The first problem arises when this isn’t done, the bankruptcy is discharged, and the case closes. This generally happens, because either the Debtor didn’t tell the bankruptcy attorney about the judgment or didn’t pay for the additional work necessary to have the lien avoided. In this case, it is generally possible to reopen the Bankruptcy case to avoid the lien. This is substantially more expensive than doing it when the case is still open. It also gives the judgment creditor an extra argument that the motion to avoid should not be granted. However, these motions are still generally successful. The biggest problem here is that the home owner generally finds out about the judgment lien when trying to close a sale of the house. The time necessary to reopen the case, give notice to all creditors, have a trustee reappointed, file the motion, get proper service o the creditor, and get the order entered frequently means that the buyer has lost interest and moved on.

The other possible problem is that the title company’s title attorney doesn’t understand the effect of a Bankruptcy discharge. Yes, this is really a problem. Here is the most common scenario. A couple files for Bankruptcy. They do NOT own any real estate at the time. There are judgments against them, but they are not liens; because there is no real estate for them to attach to. The Debtors’ bankruptcy attorney correctly does not file motions to avoid the judgment liens, because you cannot avoid a lien that doesn’t exist. The case discharges and closes. Several years later the Debtors decide to buy a house. The title company won’t issue title insurance, because the judgment liens (that don’t exist) weren’t properly avoided in their Bankruptcy. In other words the title company basically tells these people that their bankruptcy lawyer screwed up and now they will never be able to buy a house, because these pre-bankruptcy judgments will attach to any real estate they buy – ever (or until the judgments expire).
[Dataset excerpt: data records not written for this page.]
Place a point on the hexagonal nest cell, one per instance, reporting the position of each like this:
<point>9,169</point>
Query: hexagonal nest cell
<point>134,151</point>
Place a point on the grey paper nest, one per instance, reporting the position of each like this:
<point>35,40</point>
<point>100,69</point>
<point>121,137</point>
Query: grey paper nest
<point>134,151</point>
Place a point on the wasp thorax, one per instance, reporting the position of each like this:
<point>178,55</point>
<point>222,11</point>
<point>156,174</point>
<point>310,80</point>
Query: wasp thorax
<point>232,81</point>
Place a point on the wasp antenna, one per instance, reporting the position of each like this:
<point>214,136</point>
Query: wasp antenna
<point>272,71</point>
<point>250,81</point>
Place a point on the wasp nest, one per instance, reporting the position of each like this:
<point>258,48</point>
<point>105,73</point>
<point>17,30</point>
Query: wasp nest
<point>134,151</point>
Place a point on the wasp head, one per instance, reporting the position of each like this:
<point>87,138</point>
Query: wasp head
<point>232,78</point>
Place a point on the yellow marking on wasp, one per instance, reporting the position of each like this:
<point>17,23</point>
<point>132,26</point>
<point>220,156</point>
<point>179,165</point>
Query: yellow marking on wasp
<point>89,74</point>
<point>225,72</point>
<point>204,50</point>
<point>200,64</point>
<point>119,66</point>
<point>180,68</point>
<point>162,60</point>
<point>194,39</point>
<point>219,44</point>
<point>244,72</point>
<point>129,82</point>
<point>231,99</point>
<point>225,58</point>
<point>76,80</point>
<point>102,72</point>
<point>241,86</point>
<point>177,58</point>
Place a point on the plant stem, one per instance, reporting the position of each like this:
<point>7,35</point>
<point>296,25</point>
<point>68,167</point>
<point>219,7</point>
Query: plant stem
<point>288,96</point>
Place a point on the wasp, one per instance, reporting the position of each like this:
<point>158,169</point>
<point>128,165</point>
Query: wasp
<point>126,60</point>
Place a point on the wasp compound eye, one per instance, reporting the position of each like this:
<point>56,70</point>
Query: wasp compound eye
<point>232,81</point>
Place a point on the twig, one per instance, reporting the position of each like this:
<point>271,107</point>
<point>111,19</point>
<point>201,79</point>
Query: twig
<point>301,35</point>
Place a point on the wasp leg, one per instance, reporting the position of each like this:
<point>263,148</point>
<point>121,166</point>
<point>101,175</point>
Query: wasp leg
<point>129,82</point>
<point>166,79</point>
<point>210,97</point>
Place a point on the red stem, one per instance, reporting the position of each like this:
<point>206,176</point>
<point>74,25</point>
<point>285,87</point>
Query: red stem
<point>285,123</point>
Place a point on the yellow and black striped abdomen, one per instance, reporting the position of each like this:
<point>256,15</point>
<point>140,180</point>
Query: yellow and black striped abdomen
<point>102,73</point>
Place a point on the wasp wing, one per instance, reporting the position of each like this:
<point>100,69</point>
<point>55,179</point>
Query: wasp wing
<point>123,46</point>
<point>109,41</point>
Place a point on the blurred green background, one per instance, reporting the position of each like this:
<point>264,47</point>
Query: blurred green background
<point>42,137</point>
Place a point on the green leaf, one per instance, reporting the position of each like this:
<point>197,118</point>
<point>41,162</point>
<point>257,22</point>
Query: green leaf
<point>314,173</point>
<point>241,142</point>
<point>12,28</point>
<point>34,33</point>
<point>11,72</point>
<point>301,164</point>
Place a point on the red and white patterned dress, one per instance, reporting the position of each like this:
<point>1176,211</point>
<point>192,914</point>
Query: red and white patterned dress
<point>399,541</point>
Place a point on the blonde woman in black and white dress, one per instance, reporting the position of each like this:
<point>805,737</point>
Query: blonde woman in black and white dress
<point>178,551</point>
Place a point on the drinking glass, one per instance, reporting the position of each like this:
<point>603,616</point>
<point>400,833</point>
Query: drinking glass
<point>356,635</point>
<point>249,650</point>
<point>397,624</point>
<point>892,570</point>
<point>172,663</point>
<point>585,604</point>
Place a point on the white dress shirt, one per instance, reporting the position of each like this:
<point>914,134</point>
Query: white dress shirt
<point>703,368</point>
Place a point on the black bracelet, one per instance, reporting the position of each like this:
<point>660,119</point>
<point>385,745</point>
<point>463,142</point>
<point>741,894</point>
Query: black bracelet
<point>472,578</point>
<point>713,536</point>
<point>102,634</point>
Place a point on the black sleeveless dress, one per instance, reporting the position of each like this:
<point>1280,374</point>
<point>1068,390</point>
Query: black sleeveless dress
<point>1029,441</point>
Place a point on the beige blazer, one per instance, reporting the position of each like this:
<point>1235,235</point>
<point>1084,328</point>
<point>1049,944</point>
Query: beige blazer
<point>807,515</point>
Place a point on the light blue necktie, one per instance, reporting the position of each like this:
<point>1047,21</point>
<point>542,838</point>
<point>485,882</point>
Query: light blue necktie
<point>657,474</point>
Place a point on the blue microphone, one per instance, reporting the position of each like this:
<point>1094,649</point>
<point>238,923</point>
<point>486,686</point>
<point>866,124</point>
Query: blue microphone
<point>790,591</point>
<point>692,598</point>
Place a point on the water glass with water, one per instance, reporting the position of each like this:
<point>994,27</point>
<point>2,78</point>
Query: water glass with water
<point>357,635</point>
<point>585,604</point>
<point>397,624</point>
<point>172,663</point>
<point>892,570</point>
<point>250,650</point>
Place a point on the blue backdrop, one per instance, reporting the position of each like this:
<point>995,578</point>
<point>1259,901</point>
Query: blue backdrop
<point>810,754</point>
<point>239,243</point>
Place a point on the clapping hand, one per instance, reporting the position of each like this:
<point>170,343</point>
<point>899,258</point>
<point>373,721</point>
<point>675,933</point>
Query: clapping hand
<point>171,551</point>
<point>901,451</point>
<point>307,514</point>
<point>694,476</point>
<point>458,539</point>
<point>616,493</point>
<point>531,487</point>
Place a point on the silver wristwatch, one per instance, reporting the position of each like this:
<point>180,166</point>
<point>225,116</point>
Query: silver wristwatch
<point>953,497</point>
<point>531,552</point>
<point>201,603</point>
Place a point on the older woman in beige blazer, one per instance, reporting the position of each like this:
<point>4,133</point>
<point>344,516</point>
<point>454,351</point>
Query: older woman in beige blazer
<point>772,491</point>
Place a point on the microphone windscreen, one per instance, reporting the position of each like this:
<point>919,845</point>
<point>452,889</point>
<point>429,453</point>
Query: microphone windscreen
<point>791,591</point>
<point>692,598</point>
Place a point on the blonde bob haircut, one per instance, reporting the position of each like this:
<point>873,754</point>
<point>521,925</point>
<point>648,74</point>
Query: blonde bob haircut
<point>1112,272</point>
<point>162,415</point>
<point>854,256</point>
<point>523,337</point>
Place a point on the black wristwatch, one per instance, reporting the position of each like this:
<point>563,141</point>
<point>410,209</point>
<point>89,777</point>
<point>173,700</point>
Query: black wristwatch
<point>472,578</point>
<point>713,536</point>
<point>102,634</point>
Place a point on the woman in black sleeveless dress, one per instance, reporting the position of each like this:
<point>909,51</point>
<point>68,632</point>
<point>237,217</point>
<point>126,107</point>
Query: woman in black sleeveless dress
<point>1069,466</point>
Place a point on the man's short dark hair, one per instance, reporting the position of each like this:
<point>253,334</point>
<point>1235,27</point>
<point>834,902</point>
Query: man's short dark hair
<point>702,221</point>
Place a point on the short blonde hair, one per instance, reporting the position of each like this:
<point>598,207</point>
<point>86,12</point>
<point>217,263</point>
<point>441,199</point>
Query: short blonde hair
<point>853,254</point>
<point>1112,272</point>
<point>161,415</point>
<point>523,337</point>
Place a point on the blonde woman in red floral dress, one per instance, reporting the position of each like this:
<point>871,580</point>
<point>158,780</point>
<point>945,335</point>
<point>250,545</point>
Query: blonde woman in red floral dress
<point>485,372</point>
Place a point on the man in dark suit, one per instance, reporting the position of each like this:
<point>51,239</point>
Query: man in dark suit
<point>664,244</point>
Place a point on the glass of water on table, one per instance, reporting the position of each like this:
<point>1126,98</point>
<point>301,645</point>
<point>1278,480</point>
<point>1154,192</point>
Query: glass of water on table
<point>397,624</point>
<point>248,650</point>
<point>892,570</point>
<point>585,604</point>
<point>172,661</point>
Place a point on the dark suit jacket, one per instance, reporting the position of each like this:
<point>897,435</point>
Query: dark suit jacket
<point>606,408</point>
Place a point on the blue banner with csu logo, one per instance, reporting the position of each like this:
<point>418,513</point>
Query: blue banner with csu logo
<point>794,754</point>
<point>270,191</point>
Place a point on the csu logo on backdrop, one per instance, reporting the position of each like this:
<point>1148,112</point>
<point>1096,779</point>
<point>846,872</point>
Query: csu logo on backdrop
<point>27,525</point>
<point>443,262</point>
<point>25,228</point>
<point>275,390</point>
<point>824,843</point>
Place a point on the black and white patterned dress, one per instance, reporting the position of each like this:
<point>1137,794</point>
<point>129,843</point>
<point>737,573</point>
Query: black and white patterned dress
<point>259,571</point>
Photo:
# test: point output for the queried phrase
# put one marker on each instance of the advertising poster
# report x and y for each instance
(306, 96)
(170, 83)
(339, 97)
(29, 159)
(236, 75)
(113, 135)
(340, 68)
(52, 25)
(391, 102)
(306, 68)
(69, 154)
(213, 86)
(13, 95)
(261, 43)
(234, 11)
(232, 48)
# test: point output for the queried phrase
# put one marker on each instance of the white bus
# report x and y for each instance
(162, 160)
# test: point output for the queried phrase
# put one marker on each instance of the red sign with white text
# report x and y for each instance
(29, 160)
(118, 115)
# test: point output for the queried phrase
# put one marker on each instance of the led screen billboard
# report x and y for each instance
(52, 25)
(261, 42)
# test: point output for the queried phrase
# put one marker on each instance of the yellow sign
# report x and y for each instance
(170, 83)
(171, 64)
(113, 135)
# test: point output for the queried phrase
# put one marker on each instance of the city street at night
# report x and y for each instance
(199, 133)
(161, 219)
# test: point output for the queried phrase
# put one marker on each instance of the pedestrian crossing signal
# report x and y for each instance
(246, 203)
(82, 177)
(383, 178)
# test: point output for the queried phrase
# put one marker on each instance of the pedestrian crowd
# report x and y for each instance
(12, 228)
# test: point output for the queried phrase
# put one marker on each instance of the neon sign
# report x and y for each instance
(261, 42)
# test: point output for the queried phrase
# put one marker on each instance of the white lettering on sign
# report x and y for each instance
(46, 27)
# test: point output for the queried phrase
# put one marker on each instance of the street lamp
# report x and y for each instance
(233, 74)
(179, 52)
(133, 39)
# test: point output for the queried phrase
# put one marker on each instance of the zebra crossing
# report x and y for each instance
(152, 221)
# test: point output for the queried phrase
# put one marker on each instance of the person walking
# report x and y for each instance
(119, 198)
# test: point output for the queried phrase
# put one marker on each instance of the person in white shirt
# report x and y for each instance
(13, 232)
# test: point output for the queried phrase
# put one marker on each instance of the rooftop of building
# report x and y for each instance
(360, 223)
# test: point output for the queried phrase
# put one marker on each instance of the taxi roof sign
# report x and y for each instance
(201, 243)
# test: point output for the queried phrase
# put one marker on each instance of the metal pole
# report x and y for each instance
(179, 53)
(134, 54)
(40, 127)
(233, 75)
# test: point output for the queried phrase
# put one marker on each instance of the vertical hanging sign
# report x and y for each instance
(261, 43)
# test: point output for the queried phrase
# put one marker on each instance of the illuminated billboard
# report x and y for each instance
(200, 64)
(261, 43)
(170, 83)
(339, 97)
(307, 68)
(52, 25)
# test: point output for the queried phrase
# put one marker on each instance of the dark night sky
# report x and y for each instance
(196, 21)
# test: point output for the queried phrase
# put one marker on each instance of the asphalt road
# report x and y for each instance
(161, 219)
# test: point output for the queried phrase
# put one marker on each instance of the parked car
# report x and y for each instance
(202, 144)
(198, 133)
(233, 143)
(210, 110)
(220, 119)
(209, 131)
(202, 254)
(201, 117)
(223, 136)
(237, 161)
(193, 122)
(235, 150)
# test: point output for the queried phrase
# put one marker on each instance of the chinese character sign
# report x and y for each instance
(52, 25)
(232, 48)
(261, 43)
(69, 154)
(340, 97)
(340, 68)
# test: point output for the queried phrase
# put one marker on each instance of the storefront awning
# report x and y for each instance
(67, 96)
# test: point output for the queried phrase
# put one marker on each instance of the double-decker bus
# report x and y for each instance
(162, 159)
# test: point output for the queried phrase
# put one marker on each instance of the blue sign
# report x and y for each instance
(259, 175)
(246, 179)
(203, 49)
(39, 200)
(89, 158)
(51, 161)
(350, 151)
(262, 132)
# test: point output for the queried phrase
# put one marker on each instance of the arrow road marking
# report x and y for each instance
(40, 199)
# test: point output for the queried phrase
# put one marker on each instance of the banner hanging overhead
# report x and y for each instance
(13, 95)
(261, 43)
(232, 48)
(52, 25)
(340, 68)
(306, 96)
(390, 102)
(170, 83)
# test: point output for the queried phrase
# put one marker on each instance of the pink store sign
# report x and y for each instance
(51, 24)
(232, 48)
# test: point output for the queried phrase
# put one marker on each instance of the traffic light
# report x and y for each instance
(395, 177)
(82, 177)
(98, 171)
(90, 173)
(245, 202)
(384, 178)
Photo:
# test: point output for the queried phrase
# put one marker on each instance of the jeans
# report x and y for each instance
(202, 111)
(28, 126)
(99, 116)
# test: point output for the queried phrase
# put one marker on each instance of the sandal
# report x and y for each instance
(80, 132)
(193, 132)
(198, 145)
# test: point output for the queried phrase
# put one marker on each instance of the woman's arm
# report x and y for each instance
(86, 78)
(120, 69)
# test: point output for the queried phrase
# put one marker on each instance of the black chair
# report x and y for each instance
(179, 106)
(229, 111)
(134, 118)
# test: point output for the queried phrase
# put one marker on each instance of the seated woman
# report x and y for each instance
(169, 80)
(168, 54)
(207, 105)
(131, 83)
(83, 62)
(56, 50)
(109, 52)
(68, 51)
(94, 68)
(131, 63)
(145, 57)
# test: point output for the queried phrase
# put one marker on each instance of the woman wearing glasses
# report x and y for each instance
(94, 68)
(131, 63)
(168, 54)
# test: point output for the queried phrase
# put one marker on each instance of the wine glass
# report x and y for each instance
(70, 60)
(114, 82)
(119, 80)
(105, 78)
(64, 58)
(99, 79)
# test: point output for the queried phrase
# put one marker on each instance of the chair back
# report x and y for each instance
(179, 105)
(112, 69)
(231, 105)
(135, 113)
I really hate getting these phone calls.

Ok. Here is the skinny. Section 524 of the United States Bankruptcy Code says:

(a) A discharge in a case under this title –

(1) voids any judgment at any time obtained, to the extent that such judgment is a determination of the personal liability of the debtor with respect to any debt discharged under section 727, 944, 1141, 1228, or 1328 of this title, whether or not discharge of such debt is waived;

That is pretty much the last word on this issue. Once a discharge is entered, and the debtor’s liability for the underlying debt is discharged; the judgment is VOID – not voidable, not weakened, not asleep. It is dead. Dead judgments cannot attach to after-acquired property.